Ultimes votes au Parlement pour un statut unique des travailleurs indépendants
Dissociation des patrimoines personnel et professionnel, assouplissement du dispositif d'assurance chômage... le Sénat à majorité de droite a voté une dernière fois mardi un projet de loi visant à "mieux protéger" les quelque trois millions de travailleurs indépendants et "faciliter leur vie", avant son adoption définitive prévue le même jour à l'Assemblée nationale.
Le texte de compromis, auquel ont abouti députés et sénateurs en commission mixte paritaire, a été adopté par le Sénat à l'unanimité des suffrages exprimés. La gauche s'est abstenue, le jugeant "insuffisant".
Le projet de loi crée un statut unique pour les indépendants - artisans, commerçants, professionnels libéraux...- qui opère une distinction entre leur patrimoine professionnel et leur patrimoine personnel. Les biens personnels seront désormais par défaut insaisissables en cas de faillite, alors qu'aujourd'hui seule la résidence principale est protégée.
Cette mesure, qui déroge au principe juridique de l'unicité des patrimoines, était une demande de longue date de ces travailleurs, dont l'activité fait par nature face à des risques importants, mis brutalement en lumière par la crise sanitaire du Covid-19. Elle entrera en vigueur trois mois après la promulgation de la loi.

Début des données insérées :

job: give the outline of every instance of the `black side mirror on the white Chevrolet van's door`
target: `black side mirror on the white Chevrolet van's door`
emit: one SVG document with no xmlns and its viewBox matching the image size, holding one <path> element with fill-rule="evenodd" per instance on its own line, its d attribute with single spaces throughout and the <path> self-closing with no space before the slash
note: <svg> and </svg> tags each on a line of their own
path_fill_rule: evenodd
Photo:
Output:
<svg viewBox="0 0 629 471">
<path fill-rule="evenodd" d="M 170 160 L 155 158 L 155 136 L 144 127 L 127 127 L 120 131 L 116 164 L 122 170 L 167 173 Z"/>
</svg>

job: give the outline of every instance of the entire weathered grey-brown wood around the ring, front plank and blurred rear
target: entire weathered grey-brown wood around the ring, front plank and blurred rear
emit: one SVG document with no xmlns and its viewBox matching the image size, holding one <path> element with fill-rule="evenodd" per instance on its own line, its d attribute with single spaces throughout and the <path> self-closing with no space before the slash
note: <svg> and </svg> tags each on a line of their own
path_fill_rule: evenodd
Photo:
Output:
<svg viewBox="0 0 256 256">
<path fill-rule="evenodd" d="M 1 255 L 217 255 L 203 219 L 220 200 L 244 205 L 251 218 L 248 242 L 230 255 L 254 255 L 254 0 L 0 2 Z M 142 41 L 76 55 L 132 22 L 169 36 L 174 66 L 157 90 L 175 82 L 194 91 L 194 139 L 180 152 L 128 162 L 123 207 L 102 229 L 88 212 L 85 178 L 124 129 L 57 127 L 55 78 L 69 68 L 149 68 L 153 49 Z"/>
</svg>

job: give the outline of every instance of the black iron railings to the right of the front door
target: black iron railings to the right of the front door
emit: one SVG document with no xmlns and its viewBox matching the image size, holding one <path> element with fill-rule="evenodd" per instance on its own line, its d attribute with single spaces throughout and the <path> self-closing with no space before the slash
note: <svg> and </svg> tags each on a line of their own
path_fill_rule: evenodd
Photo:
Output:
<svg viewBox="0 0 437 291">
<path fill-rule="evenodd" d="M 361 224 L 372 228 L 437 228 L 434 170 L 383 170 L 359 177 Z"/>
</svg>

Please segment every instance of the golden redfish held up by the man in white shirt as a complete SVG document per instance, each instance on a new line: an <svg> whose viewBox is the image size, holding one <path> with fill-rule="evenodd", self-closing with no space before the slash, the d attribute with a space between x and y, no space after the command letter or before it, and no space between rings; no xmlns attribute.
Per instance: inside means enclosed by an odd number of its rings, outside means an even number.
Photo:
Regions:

"Il ne faut pas néanmoins en attendre des miracles, car les créanciers les plus importants, notamment les banques, continueront d'exiger des sûretés spéciales sur certains biens de l'entrepreneur, y compris ses biens personnels", a mis en garde le rapporteur du texte au Sénat Christophe-André Frassa (LR).
"Nous attendrons des établissements bancaires de prendre toute responsabilité dans la mise en oeuvre de cette réforme, nous allons être très vigilants (...)", a promis le ministre des Petites et moyennes entreprises Jean-Baptiste Lemoyne.
L'attitude des banques est aussi "un point de vigilance" pointé par le secrétaire général du Syndicat des Indépendants (SDI), Marc Sanchez, qui a salué dans le projet de loi "un saut décisif pour l'amélioration du statut des entrepreneurs individuels ainsi que de leurs situations sociale et fiscale".
Le projet de loi constitue "la pierre angulaire" du plan en faveur des travailleurs indépendants annoncé par le président Emmanuel Macron le 16 septembre, selon le ministre. Il s'articule avec un volet budgétaire voté en fin d'année, pour faciliter les cessions d'entreprises, trop peu nombreuses en France lors du départ à la retraite d'un entrepreneur, grâce à des exonérations de taxation de la plus-value.
- Chômage mieux indemnisé -
Autre mesure phare du texte: les conditions d'accès à l'allocation des travailleurs indépendants (ATI), jugées trop contraignantes, sont élargies à toute cessation totale et définitive d'activité qui n'est pas économiquement viable. "Pour estimer si l'activité n'est pas viable, on va regarder s'il a une baisse de son revenu d'au moins 30%", a précisé M. Lemoyne.
Contrairement aux salariés, les indépendants ne peuvent en effet pas toucher le chômage. Depuis 2019, ils peuvent bénéficier de l'ATI, d'un montant forfaitaire de 800 euros par mois pendant une période maximale de six mois, mais seulement en cas de liquidation ou de redressement.
La réforme prévoit par ailleurs de doubler le crédit d'impôt pour la formation des dirigeants d'entreprises de moins de dix salariés et vise à réduire de 30% le tarif de l'assurance facultative AT/MP (accidents du travail/maladies professionnelles).
Selon une étude qui vient d'être publiée par l'Association pour le droit à l'initiative économique (Adie), réalisée à l'automne par OpinionWay auprès de 1.149 entrepreneurs indépendants, 93% d'entre eux estiment "urgent" de faire converger leurs droits sociaux vers ceux des salariés. Environ 59% veulent prioritairement des droits au chômage et 49% souhaitent avant tout une meilleure couverture des risques professionnels.
Fin janvier, le gouvernement a annoncé des aides financières supplémentaires pour certaines catégories d'indépendants touchés par la crise sanitaire.
Le projet de loi avait été initialement porté par Alain Griset. M. Griset, qui avant de devenir ministre avait exercé pendant plus de 30 ans la profession de chauffeur de taxi, répondra le 25 mai devant le tribunal correctionnel de Lille d'"abus de confiance" au dépens de la Confédération nationale de l'artisanat des métiers et des services (Cnams) du Nord.